Editor's letter: Struggling worker bees
While we worker bees were becoming more productive than ever, the economy underwent a fundamental transformation.
Let the good times roll! Stocks are booming, with the Dow Jones industrial average this week climbing to an all-time high. Corporate profits are soaring, and companies have piled up a record $1.4 trillion in available cash. It is, The New York Times said this week, “a golden age” for corporate profits. So are you feeling flush? Pocketing a fat raise? Didn’t think so. While we worker bees were becoming more productive than ever, the economy underwent a fundamental transformation. A rising tide now lifts only some boats. Globalization and technology have made everything cheaper, more abundant, and instantly available, but they’ve also made you and your labor less valuable. Raises have become…unnecessary. Since 2008, corporate earnings have risen 20 percent a year, while worker salaries have been flat. Even when companies expand, they don’t hire new workers. United Technologies, for example, has raised its annual revenues by $15 billion since 2005, but cut 4,000 workers last year and will cut 3,000 more this year. “Productivity,” the CEO explained.

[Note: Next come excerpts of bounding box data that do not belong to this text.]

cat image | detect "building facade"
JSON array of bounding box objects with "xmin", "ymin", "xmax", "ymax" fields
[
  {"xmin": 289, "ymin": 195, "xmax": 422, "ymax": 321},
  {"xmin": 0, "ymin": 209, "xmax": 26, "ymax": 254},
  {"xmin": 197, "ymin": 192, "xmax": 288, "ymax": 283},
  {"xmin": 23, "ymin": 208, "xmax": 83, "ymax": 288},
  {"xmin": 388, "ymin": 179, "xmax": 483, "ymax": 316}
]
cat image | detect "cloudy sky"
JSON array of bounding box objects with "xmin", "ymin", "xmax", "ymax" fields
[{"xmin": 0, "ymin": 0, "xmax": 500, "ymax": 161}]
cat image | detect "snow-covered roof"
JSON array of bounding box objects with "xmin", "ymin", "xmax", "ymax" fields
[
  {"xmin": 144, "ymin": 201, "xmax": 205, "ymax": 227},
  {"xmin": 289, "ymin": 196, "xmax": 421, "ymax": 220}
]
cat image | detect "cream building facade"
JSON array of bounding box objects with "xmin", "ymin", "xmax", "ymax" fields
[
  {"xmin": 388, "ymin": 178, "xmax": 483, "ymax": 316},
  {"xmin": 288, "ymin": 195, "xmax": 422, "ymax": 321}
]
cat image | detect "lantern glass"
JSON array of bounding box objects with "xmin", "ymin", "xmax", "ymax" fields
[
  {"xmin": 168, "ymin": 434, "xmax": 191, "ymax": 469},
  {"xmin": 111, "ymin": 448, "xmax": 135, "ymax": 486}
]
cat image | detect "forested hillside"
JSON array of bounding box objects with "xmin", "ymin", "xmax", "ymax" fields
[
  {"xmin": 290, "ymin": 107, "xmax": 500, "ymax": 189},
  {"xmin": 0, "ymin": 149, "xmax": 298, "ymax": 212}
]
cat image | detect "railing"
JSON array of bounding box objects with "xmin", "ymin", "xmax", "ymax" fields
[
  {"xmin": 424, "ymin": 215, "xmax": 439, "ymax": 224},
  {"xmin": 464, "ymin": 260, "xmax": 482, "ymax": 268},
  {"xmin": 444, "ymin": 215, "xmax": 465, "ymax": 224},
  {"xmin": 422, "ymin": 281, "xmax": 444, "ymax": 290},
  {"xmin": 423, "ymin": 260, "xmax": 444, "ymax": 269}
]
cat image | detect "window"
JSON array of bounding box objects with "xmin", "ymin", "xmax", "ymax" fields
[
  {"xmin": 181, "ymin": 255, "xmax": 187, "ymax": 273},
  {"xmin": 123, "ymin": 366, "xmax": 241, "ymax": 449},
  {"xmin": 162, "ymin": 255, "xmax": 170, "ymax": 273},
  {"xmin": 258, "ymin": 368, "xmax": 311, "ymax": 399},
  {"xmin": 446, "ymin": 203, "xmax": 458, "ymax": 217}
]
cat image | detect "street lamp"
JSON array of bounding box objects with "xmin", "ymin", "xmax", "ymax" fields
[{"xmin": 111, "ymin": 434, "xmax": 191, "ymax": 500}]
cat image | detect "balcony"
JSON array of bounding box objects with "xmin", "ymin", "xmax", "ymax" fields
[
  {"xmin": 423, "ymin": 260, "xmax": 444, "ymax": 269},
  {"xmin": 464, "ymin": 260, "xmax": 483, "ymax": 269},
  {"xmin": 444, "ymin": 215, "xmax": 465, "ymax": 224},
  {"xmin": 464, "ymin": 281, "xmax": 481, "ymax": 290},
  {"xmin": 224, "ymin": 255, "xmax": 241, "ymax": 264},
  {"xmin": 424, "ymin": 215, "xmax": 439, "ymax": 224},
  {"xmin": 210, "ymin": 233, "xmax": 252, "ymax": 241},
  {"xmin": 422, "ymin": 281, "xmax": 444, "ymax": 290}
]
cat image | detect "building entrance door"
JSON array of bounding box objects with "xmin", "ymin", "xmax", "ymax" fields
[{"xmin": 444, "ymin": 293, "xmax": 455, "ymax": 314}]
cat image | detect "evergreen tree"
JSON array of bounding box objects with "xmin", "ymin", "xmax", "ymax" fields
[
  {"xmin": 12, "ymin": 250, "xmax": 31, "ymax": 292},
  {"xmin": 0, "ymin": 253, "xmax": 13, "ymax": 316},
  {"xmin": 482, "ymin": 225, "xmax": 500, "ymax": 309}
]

Ah, “productivity’’—a fine-sounding word. In practice, it means 11-hour days, working on weekends, skipped vacations. In practice, says a new survey by the American Psychological Association, it means that more than half the U.S. workforce feels underpaid and unappreciated, and a third suffers symptoms of chronic, work-induced stress. But how can a worker bee complain? Millions of unemployed Americans would gladly take their jobs for less pay, and so would millions of telecommuters in India, China, and Brazil. So let us briefly pause to marvel at the results of our productivity, and then get back to work. There is more honey to be made.